Availability and implementation

MAKL is available at https://github.com/begumbektas/makl together with the scripts that replicate the reported experiments. MAKL is also available as an R package at https://cran.r-project.org/web/packages/MAKL.

Supplementary information

Supplementary data are available at Bioinformatics online.

1 Introduction

Cancer is one of the most challenging healthcare problems of our era. With increasing size of patient cohorts and genomic characterizations collected from tumour biopsies, machine learning algorithms have been applied to different tasks in the hope of discovering molecular mechanisms related to the diagnosis, prognosis and treatment of cancer. Together with good predictive performance, building interpretable machine learning algorithms plays a crucial role in cancer research to discover new therapeutic biomarkers and to analyze the heterogeneity of tumours. Kernel-based machine learning algorithms have been widely used in computational biology, thanks to their capability to deal with highly correlated data and interpretability. However, the problem with these existing algorithms is their lack of scalability, which started to cause problems especially for single-cell cancer research, since traditional kernel-based methods are computationally prohibitive with large sample sizes.

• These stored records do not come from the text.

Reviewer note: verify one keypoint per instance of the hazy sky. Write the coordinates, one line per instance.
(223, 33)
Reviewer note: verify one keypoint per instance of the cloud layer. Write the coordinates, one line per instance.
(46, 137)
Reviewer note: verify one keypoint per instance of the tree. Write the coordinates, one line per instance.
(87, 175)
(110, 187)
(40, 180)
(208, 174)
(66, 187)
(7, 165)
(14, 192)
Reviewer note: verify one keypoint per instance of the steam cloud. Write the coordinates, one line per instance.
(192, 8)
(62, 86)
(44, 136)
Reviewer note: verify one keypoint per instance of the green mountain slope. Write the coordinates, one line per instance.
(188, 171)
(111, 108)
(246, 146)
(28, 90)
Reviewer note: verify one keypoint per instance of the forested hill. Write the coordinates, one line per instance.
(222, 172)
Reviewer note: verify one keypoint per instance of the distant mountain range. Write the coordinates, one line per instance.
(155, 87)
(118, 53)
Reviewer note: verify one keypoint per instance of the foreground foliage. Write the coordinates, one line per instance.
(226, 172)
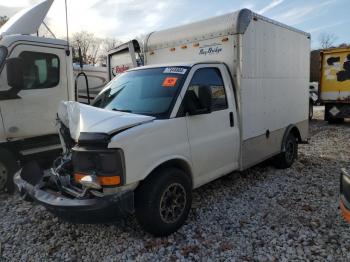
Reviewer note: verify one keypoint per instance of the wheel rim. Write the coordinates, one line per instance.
(172, 203)
(290, 151)
(3, 176)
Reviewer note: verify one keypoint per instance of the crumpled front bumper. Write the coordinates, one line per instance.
(345, 194)
(96, 210)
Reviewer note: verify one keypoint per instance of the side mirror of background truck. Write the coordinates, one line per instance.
(200, 103)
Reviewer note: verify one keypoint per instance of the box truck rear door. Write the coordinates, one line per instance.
(124, 57)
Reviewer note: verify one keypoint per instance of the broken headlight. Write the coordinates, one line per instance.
(106, 164)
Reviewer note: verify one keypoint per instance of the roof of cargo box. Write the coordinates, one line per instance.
(228, 24)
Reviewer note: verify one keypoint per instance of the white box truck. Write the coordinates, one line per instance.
(214, 97)
(36, 74)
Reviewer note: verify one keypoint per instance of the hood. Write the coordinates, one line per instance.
(27, 21)
(84, 118)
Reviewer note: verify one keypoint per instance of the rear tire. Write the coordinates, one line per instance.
(335, 120)
(163, 201)
(286, 159)
(8, 167)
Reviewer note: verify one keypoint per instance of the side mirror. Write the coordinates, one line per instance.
(198, 104)
(15, 73)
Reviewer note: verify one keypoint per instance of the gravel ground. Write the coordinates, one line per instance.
(262, 214)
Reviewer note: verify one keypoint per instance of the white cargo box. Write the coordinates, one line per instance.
(269, 65)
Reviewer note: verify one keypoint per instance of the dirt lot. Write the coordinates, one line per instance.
(261, 214)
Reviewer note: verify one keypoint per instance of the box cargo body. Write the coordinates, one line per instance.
(335, 82)
(269, 65)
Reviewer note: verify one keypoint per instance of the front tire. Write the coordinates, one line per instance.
(286, 159)
(8, 167)
(163, 201)
(311, 110)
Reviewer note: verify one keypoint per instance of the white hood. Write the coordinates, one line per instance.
(84, 118)
(27, 21)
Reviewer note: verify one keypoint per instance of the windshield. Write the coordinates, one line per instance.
(147, 91)
(3, 54)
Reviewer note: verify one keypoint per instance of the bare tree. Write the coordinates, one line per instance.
(89, 46)
(109, 43)
(3, 20)
(344, 45)
(327, 40)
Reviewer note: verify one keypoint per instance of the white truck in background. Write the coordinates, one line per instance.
(36, 74)
(214, 97)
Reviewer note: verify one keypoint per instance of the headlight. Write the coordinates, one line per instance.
(106, 164)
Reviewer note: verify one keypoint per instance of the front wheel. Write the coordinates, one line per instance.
(163, 201)
(286, 158)
(8, 167)
(311, 110)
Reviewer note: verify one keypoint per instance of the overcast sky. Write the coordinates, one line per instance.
(125, 19)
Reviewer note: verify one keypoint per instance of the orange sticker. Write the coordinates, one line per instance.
(169, 82)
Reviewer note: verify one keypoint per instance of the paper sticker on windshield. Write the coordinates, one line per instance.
(175, 70)
(169, 82)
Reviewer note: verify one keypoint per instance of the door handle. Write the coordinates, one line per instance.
(232, 122)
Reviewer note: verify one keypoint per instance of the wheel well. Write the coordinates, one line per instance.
(177, 163)
(295, 131)
(291, 129)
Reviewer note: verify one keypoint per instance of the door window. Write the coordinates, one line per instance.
(40, 70)
(210, 77)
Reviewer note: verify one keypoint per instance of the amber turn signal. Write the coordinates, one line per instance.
(103, 180)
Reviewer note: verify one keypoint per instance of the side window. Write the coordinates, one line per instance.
(41, 70)
(210, 77)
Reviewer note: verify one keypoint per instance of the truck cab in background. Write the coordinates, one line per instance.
(335, 84)
(36, 74)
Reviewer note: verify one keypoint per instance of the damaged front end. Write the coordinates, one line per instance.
(84, 185)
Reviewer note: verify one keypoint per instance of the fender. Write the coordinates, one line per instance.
(170, 159)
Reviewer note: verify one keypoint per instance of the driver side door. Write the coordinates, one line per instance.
(214, 136)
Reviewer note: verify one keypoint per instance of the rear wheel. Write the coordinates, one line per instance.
(163, 201)
(286, 158)
(8, 167)
(335, 120)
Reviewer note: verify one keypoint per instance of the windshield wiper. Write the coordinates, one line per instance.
(122, 110)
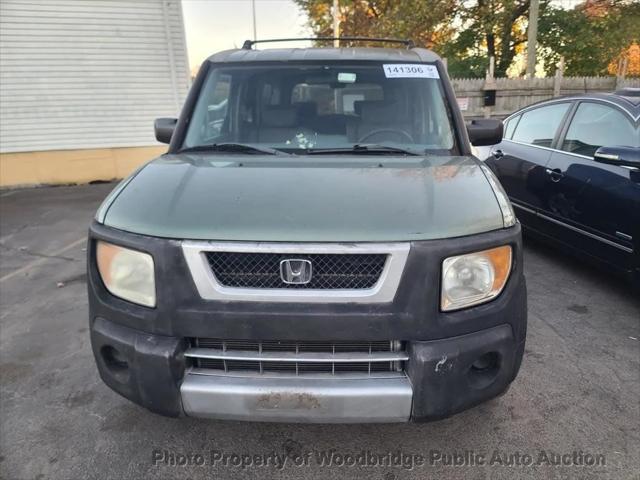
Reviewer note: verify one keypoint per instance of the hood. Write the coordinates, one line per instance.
(304, 199)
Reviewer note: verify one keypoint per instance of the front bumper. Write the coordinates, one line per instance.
(140, 351)
(440, 380)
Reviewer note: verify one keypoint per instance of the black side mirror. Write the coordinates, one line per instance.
(622, 156)
(484, 132)
(163, 128)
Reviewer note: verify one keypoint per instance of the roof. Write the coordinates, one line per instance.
(418, 55)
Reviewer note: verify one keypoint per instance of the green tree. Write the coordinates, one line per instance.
(589, 36)
(488, 28)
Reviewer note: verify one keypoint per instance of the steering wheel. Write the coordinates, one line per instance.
(402, 133)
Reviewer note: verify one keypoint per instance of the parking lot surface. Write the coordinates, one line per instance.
(574, 402)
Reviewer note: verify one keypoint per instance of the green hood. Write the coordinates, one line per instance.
(304, 199)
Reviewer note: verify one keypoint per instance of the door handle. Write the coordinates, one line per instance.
(556, 174)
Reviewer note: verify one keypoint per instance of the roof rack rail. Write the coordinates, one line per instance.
(248, 44)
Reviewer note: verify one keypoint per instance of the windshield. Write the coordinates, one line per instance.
(303, 107)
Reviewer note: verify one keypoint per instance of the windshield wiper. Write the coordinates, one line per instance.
(365, 148)
(232, 148)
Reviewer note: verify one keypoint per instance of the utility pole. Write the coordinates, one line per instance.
(532, 37)
(336, 23)
(253, 10)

Kernel machines attract a significant amount of attention since they are able to approximate any function during the learning process when the size of the training data is large enough. Kernel machines are also capable of incorporating prior knowledge into learning process using the kernel function. However, machine learning methods that need to calculate a kernel matrix over the dataset scale poorly with increasing training sample size, since the size of the kernel matrix is quadratic in the number of training samples. One of the most widely known kernel-based machine learning method is the support vector machine algorithm (Boser et al., 1992; Cortes and Vapnik, 1995; Guyon et al., 1993).

The integration of kernel matrices into a linear model to solve a non-linear problem called the ‘kernel trick’. A kernel can be described as a measure of similarity between data points, which corresponds to a dot product in some implicit feature space (Schölkopf and Smola, 2002). The kernel trick basically enables us to map the input data to a higher dimensional feature space and then to solve the originally nonlinear problem in this high-dimensional and implicit feature space.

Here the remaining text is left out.